OSLO Norway's greenhouse gas emissions rose by 1.5 percent last year, lifted by the oil and gas sector and industry, making it harder for Oslo to keep promises of deep cuts to limit global warming, official data showed on Friday.
Emissions rose to the equivalent of 53.9 million tonnes of carbon dioxide from 53.2 million in 2014, breaking several years of declines, and were above the 51.9 million in the benchmark year of 1990, preliminary Statistics Norway data showed.
In the oil and gas sector, BG Group's new Knarr oilfield added most to emissions in 2015.
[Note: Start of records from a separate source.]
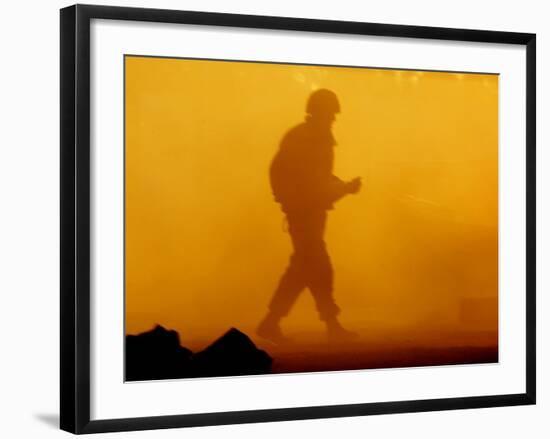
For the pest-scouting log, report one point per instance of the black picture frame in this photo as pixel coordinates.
(75, 217)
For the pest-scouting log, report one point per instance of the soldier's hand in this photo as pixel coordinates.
(354, 185)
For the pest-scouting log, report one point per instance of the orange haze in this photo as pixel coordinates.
(414, 252)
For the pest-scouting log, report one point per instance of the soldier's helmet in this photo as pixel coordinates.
(322, 102)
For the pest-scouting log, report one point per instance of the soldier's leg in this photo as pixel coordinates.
(289, 288)
(321, 284)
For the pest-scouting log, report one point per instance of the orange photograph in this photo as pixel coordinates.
(292, 218)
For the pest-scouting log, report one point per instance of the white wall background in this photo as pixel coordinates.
(29, 206)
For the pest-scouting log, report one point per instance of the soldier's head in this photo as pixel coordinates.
(322, 106)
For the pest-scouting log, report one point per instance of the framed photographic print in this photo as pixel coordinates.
(274, 218)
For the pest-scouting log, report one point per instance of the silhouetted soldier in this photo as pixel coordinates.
(302, 182)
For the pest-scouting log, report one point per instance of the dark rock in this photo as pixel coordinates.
(155, 354)
(232, 354)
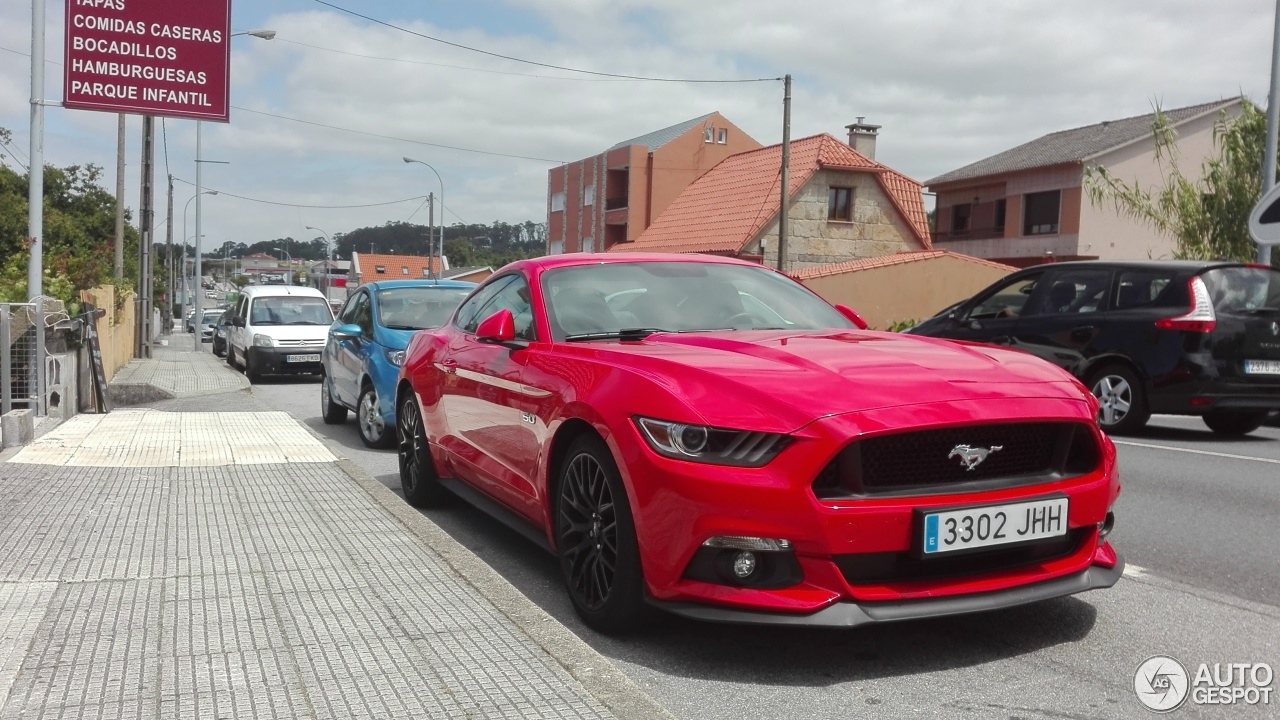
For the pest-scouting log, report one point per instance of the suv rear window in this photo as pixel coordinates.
(1243, 290)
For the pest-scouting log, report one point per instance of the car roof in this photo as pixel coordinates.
(280, 290)
(396, 285)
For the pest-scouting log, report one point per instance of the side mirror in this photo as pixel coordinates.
(350, 331)
(853, 317)
(497, 328)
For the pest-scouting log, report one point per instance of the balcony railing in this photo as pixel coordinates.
(972, 233)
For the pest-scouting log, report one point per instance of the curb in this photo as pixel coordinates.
(597, 674)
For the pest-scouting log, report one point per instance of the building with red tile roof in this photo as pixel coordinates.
(844, 206)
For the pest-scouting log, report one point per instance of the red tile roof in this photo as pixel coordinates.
(896, 259)
(394, 265)
(726, 208)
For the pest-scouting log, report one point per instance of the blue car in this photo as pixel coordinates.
(366, 346)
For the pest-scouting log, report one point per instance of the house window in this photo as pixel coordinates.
(840, 201)
(1040, 212)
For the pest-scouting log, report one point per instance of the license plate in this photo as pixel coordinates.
(993, 524)
(1262, 367)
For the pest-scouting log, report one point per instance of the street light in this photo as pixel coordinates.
(288, 274)
(328, 259)
(264, 35)
(430, 264)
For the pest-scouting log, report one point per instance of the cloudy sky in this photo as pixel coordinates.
(950, 81)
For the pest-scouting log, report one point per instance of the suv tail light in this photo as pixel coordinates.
(1201, 319)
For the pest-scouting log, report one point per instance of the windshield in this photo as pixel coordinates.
(1244, 290)
(417, 308)
(679, 297)
(289, 310)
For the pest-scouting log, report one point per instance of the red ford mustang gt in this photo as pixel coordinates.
(709, 437)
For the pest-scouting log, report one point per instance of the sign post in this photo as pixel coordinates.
(149, 57)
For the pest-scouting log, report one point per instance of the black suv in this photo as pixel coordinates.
(1175, 337)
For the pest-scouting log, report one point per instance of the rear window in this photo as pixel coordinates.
(1243, 290)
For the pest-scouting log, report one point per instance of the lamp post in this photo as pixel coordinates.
(430, 263)
(288, 274)
(328, 260)
(264, 35)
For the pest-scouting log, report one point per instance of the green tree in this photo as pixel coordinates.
(1207, 217)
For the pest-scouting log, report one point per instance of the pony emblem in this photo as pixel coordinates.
(973, 456)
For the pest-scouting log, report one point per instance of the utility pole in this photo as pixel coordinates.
(146, 218)
(168, 256)
(118, 269)
(786, 173)
(1269, 160)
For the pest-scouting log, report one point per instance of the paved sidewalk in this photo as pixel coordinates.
(174, 370)
(228, 565)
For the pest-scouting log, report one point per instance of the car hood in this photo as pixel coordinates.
(817, 374)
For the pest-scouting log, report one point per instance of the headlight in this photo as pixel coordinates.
(714, 446)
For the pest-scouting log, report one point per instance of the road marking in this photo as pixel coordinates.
(1198, 451)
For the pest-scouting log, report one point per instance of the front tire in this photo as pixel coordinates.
(1239, 423)
(1121, 399)
(373, 431)
(419, 481)
(597, 540)
(332, 413)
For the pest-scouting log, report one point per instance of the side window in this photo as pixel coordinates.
(1008, 301)
(1073, 292)
(469, 317)
(515, 296)
(1136, 288)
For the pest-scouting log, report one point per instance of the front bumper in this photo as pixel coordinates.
(851, 614)
(680, 505)
(274, 360)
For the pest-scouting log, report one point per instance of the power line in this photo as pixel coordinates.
(398, 139)
(309, 206)
(448, 65)
(534, 62)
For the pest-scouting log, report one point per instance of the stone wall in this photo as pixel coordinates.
(877, 228)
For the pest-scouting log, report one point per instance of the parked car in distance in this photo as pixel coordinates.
(685, 450)
(278, 329)
(366, 347)
(219, 345)
(208, 320)
(1146, 336)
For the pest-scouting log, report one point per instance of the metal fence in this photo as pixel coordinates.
(21, 356)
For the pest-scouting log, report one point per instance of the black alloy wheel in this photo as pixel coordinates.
(597, 540)
(419, 481)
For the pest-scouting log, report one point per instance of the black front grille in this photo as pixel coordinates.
(965, 458)
(869, 568)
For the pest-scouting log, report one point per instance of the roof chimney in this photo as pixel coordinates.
(862, 137)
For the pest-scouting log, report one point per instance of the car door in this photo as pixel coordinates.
(348, 352)
(992, 317)
(1065, 317)
(488, 437)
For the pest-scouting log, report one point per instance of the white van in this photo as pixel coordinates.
(278, 329)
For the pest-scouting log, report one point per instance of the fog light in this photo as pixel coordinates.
(1106, 527)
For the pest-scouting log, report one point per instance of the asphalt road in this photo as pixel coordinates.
(1198, 522)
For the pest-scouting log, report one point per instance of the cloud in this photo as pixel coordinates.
(950, 82)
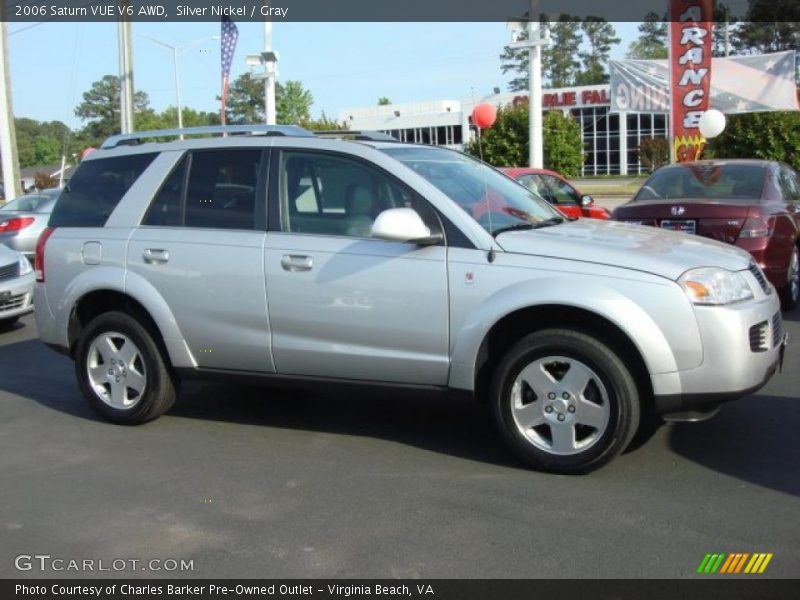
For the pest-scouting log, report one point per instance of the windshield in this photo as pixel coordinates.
(32, 203)
(720, 182)
(497, 202)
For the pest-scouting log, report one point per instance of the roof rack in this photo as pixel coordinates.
(130, 139)
(362, 136)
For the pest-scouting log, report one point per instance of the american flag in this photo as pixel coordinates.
(228, 46)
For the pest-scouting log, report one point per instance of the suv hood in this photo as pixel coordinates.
(664, 253)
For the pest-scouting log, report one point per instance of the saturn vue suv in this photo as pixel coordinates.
(277, 254)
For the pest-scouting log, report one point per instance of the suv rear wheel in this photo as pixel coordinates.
(564, 401)
(121, 371)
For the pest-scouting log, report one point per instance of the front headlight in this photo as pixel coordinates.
(24, 266)
(714, 286)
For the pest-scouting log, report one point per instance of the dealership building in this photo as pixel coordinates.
(610, 138)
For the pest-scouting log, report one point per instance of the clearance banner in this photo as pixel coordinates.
(690, 73)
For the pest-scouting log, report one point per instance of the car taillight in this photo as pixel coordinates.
(39, 258)
(15, 224)
(757, 227)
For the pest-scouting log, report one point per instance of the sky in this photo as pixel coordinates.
(342, 64)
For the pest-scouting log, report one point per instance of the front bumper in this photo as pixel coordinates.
(16, 296)
(743, 345)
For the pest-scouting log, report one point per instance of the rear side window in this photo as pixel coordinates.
(95, 190)
(219, 192)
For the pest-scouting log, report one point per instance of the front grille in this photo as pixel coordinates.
(777, 329)
(12, 303)
(759, 275)
(759, 337)
(9, 271)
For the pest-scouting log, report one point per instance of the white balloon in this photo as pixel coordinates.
(712, 123)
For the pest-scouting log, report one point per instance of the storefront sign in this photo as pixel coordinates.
(690, 73)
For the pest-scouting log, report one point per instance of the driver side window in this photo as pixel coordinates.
(329, 194)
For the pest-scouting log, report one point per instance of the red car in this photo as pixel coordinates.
(557, 191)
(753, 204)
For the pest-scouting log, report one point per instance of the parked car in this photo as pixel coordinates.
(16, 286)
(23, 219)
(360, 262)
(753, 204)
(557, 191)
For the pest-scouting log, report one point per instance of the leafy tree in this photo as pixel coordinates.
(100, 108)
(600, 36)
(563, 151)
(653, 39)
(770, 26)
(517, 62)
(41, 143)
(769, 135)
(506, 143)
(653, 153)
(293, 104)
(324, 123)
(560, 58)
(246, 100)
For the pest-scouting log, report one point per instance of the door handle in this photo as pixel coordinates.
(295, 263)
(154, 256)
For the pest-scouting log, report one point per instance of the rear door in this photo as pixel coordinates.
(201, 245)
(342, 304)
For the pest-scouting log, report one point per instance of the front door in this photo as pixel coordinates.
(341, 304)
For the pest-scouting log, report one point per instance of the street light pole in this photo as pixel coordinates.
(176, 52)
(534, 46)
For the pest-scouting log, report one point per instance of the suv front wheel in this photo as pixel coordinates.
(565, 401)
(121, 371)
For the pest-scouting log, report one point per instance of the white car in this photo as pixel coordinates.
(16, 286)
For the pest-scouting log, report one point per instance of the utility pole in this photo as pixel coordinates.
(125, 72)
(8, 137)
(534, 45)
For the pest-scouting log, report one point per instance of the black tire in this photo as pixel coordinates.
(611, 385)
(6, 324)
(159, 389)
(790, 293)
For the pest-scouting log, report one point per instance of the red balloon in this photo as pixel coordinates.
(484, 115)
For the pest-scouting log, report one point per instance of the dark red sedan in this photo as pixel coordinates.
(753, 204)
(557, 191)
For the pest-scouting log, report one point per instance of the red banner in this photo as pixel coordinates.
(690, 73)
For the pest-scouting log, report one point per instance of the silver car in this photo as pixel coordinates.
(16, 287)
(23, 219)
(370, 262)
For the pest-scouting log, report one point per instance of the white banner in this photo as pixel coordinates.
(739, 84)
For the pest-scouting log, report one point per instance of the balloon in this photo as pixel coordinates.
(712, 123)
(484, 115)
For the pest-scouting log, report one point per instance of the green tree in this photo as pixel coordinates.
(506, 143)
(517, 62)
(652, 41)
(293, 104)
(100, 108)
(770, 135)
(41, 143)
(769, 26)
(600, 38)
(560, 58)
(562, 143)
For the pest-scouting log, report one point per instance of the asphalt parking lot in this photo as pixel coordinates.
(263, 483)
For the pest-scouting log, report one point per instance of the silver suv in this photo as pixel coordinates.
(286, 255)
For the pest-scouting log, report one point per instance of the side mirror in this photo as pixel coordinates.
(403, 225)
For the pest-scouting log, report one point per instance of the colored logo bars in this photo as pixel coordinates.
(739, 562)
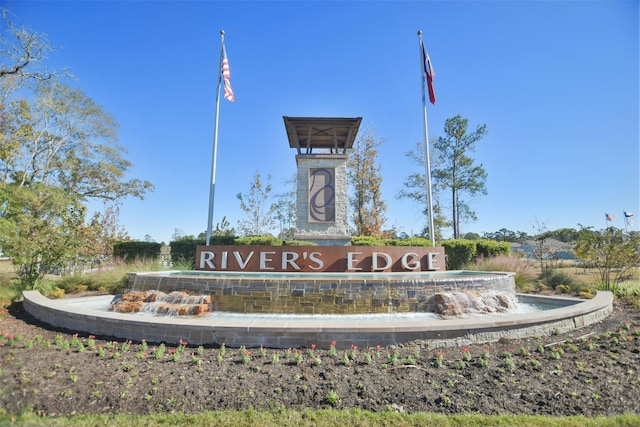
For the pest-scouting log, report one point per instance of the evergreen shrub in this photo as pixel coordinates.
(130, 251)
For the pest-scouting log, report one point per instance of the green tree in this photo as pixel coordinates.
(365, 179)
(40, 228)
(611, 252)
(259, 210)
(58, 148)
(415, 188)
(456, 170)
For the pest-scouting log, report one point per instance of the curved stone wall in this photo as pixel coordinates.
(280, 332)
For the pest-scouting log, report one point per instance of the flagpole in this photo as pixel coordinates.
(426, 144)
(212, 189)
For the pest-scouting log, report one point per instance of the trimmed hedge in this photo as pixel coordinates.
(461, 252)
(258, 240)
(490, 248)
(130, 251)
(375, 241)
(185, 249)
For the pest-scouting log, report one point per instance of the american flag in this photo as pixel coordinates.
(427, 69)
(226, 74)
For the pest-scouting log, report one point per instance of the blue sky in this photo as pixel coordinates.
(555, 82)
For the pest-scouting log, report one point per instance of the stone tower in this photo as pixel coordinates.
(322, 190)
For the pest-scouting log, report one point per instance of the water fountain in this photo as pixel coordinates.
(294, 296)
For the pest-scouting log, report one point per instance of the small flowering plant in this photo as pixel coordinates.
(311, 350)
(332, 349)
(466, 354)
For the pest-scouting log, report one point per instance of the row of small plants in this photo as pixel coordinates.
(384, 357)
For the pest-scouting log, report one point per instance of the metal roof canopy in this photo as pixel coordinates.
(331, 133)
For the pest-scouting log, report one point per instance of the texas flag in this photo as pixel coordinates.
(429, 74)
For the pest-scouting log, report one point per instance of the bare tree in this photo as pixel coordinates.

The rise makes the climate goals of the right-wing government's ever tougher. Last year, Oslo said it would cut emissions by at least 40 percent by 2030 from 1990 levels as part of a U.N. agreement on climate change reached in Paris in December.
Many opposition politicians say the powerful oil and gas sector too often gets priority. Norway has often bought emissions quotas abroad to make up for a lack of progress in cutting domestic emissions.
On Wednesday, Norway awarded 10 oil license to energy companies in the Arctic, opening new acreage for exploration for the first time in two decades.
"Norway has an ambitious climate policy," Environment Minister Vidar Helgesen said in a statement on Friday. "We have to prepare ourselves for more climate measures in future, especially within transport."
Helgesen said emissions would be between 17 and 20 million tonnes higher by 2020 without existing measures such as penalties for carbon emissions that Norway was among the first to introduce in the 1990s.
Rising emissions could strain the ruling coalition. The small centrist Liberal Party, which usually supports the minority government to pass legislation in parliament, said more action was needed on climate change.
"The budget for 2017 that the government is now working on must be the best environmental and climate budget ever," the NTB news agency quoted Liberal leader Trine Skei Grande as saying. "If not, this government has no future."